Malgrado sia assolutamente certo che questo mio pensiero
si disperderà inascoltato voglio comunque esprimerlo.
Le soluzioni
Anche se nell’immediato appare scontato che debbano
venire adottato provvedimenti di contenimento della spesa, la logica vorrebbe
che tali provvedimenti toccassero le componenti improduttive
dell’amministrazione dello Stato. Prima quindi di ridurre i trasferimenti che
incidono direttamente sull’efficienza della macchina amministrativa bisognerebbe
eliminare tutto ciò di cui si può fare a meno. Delle province si è già
lungamente parlata e pare che si stia attuando la loro totale abolizione ma ci
sono altre Istituzioni di cui si può fare a meno: Il Senato, ad esempio, essendo
un doppione della Camera rappresenta anche un’ostacolo alla rapida approvazione
delle Leggi (che spesso vengono palleggiate in eterno tra i 2 rami del
parlamento). La sua sostituzione con un’assemblea composta dai sindaci dei
capoluoghi di provincia e dai presidenti delle regioni, avente carattere solo
consultivo ed approvativo, farebbe ridurre i costi di qualche miliardo di euro e
sveltirebbe la macchina legislativa. Anche molti Ministeri paiono inutili e
comunque accorpabili tra loro con notevoli risparmi economici. Le strutture
istituzionali indispensabili paiono comunque sovradimensionate e dovrebbero
essere adeguatamente ristrutturate.
Da questa operazione emergerà un notevole numero di dipendenti pubblici
in esubero, tale forza lavoro dovrà essere impiegata in ruoli produttivi per la
collettività migliorando settori strategici come il turismo e
l’ecologia
Altrettanto scontata è la vendita del patrimonio
immobiliare dello Stato e delle partecipazioni perché lo Stato no deve essere ne
immobiliarista ne imprenditore.
Dobbiamo incentivare gli investimenti produttivi sul
territorio e per fare ciò dobbiamo scoraggiare gli impieghi finanziari a titolo
speculativo. Fino a quando il profitto finanziario verrà tassato al 20% mentre
quello d’impresa è al 45% ben pochi
investiranno il loro denaro in imprese produttive. Ferma restando quindi la
tassazione agevolata sui rendimenti delle obbligazioni (strumento di
finanziamento diretto delle Imprese), il reddito annuo complessivo derivante
dalle transazioni azionarie o da altri strumenti finanziari assimilati deve
essere portato al livello di qualsiasi altro reddito da impresa (44,5% medio
ritenuto alla fonte in sede di prese di beneficio). Qualcuno dirà che così si
deprime la borsa ma io dico che si
colpisce solo la speculazione (per limitare la quale non basta impedire le
vendite allo scoperto).
Dobbiamo fare emergere tutto il sommerso e questo si può
fare solo con una riforma fiscale che tassi esclusivamente il risparmio
consentendo di detrarre integralmente tutti gli acquisti. Una simile riforma
tuttavia richiede anni, tempo che oggettivamente non abbiamo. Per ovviare alla
mancanza di tempo si deve adottare un sistema rigido che prospetti per gli
evasori pizzicati la “Certezza della detenzione in galera per un tempo
commisurato all’entità della somma evasa” senza la possibilità di misure
alternative. Paradossalmente, il reato di evasione fiscale deve essere
parificato a quello di omicidio perché di omicidio ai danni della collettività
si tratta. Un simile deterrente farebbe emergere molto sommerso (si stima che il
sommerso sia pari al PIL nazionale) e farebbe crescere il PIL come d‘incanto
sistemando i conti pubblici con un colpo di bacchetta magica.

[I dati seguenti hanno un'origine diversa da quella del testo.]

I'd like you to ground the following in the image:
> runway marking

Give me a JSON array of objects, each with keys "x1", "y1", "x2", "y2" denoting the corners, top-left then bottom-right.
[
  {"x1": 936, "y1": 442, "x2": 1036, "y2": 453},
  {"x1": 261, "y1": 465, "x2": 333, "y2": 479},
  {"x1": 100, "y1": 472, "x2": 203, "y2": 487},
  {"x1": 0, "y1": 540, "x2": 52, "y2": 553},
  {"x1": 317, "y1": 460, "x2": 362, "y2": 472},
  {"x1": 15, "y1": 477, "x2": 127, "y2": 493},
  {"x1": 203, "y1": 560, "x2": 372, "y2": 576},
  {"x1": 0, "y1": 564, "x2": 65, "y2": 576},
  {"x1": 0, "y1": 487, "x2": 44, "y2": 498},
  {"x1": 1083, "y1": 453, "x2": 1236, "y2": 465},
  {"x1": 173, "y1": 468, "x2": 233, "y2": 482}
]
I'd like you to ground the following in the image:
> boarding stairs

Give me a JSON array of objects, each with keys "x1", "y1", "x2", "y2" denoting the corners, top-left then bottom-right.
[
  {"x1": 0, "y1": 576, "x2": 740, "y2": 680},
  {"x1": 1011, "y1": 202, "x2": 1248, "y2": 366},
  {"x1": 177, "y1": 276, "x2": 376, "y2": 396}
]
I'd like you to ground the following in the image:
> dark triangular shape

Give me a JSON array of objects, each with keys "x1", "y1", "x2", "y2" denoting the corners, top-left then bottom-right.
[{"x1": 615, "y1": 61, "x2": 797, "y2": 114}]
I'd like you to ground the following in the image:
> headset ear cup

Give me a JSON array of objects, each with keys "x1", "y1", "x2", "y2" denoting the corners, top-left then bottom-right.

Dobbiamo regolarizzare le professioni anomale (maghi,
fattucchiere, prostitute) in modo che anch’essi rilascino ricevute fiscali e
paghino le tasse sui loro proventi.
Dobbiamo lasciar perdere il sogno (assurdo) federalista,
un idea che ora non ci possiamo permettere e che è un freno allo sviluppo equo
del nostro territorio. Abbiamo bisogno di uno Stato Centrale forte (oggi più che
mai) in grado di guidare lo sviluppo di quella parte di territorio, il sud, che
proprio per la sua arretratezza offre maggiori possibilità di crescita
economica. Per fare questo però è necessario che lo Stato si riappropri di quel
territorio sottraendolo ai potentati locali di tipo mafioso che ad oggi lo
dominano. Uno Stato Centrale forte capace di un’azione di forza per riaffermare,
magari anche militarmente, la sua autorità in luoghi fino ad ora dimenticati e
considerati ai margini delle Istituzioni.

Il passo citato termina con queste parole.